When you depart from Kathmandu, you may be searched very thoroughly.
In addition to drugs, customs is concerned with the illegal
export of antiques. Visitors are allowed to bring only few items
from the duty free shop for their personal use only.
You need to follow the right steps to transfer money from overseas.
You have to select the bank which is the branch of International
Bank and make sure that you transfer by fax as mail can take
forever. Before you transfer your money, make sure that they
have you name, bank name & address exactly right. Do not
forget to inform the bank in Kathmandu about your transfer in
The postal service to and from Nepal is sometime slow otherwise
it take only a week. Make sure that you write down the name
in bold and underline it and also do not forget to write the
post box number of the hotel that you are staying . E-mail &
fax services are available in most of the hotels and communication
boots. There are few communication booths in Pokhara for e-mail
All luggage is X-rayed at Kathmandu airport on the way in and
the way out of the country. Films are supposed to be safe in
X-ray machines but, if you are really concern about your exposed
films, please get them inspected manually.
Nepal is generally very safe with one of the lowest crime rates
of all countries. Travel with children in Nepal, yet with a
bit of planning it is remarkably hassle free. There is no fear
of special threats, but it is always wise to keep an eye on
one's luggage in busy areas. Pick-pockets are a world phenomenon.
Electricity: 220 Volts, 50 Hz.
International calls can be made from any hotel telephone booth.

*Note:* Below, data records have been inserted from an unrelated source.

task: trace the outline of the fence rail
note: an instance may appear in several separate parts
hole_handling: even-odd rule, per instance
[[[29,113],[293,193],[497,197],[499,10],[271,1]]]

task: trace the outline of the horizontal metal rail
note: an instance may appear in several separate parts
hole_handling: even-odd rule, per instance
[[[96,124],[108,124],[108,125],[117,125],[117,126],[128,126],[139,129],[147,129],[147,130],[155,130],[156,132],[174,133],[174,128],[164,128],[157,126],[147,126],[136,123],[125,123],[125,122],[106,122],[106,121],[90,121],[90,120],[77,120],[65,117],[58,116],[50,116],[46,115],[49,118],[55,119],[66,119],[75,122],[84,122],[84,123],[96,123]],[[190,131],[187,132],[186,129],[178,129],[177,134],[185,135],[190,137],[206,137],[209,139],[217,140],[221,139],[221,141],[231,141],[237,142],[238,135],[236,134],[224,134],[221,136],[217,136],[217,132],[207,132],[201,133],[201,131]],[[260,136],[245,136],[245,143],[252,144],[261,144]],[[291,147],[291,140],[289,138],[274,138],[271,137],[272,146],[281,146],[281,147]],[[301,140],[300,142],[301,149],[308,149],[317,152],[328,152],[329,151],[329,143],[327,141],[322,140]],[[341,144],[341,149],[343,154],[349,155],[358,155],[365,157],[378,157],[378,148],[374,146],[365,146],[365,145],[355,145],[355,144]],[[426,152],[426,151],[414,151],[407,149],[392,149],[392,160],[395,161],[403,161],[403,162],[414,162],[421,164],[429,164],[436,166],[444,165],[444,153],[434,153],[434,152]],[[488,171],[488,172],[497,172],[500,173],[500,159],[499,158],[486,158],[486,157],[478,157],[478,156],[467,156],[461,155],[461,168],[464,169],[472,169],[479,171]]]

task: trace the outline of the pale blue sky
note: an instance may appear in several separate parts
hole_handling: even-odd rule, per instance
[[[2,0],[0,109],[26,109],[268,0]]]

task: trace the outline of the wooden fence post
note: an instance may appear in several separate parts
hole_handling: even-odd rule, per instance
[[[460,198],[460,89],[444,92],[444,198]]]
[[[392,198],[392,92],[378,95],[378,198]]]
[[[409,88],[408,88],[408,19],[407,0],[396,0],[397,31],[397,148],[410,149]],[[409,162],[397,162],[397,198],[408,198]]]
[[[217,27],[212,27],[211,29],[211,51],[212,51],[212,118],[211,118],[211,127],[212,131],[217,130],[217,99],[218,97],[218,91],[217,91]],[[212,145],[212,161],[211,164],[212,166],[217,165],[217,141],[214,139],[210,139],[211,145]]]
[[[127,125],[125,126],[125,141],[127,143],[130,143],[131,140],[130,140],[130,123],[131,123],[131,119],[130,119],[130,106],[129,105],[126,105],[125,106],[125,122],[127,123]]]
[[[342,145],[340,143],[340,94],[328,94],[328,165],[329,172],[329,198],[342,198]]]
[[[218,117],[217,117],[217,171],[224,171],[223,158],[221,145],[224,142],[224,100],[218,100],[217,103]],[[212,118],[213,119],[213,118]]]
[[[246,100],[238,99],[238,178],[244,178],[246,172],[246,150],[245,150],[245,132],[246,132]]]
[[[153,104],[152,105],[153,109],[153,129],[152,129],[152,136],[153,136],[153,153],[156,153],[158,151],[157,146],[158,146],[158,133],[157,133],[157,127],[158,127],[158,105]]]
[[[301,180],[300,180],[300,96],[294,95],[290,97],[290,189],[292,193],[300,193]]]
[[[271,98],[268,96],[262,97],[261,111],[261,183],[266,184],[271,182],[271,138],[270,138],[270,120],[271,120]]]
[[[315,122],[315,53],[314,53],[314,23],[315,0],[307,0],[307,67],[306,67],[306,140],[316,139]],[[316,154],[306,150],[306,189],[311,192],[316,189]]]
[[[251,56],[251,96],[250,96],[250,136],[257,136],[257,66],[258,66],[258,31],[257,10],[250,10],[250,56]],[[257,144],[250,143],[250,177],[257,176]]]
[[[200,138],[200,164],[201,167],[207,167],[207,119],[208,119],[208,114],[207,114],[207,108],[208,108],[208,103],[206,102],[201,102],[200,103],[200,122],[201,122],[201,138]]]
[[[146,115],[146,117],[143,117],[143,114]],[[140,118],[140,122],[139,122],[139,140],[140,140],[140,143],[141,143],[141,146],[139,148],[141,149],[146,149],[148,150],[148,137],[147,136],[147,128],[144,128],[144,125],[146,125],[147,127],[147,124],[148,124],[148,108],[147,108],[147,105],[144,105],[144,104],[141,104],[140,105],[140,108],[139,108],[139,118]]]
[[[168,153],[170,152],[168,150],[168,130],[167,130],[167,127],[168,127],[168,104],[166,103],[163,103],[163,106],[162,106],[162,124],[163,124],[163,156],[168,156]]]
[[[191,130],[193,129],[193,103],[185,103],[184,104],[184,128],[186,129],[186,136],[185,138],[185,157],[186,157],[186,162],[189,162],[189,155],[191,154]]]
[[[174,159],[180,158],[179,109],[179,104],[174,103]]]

The access code is "00" followed by country code and
so on (e.g. 00-81 for Japan). Most of the public shops also
have telephones, but international calls are usually not accessible.
However, there are plenty of private telephone booths around
the streets of Kathmandu.
In our Nepali custom, tipping is not a big issue. People do
not expect anything as a tip from you in Nepal. Even in big
hotels, they do not levy service charge. However, if you feel
like tipping, it's all up to you. Generally Rs. 50 - Rs. 100
is quite sufficient. Taxi drivers don't expect to be tipped.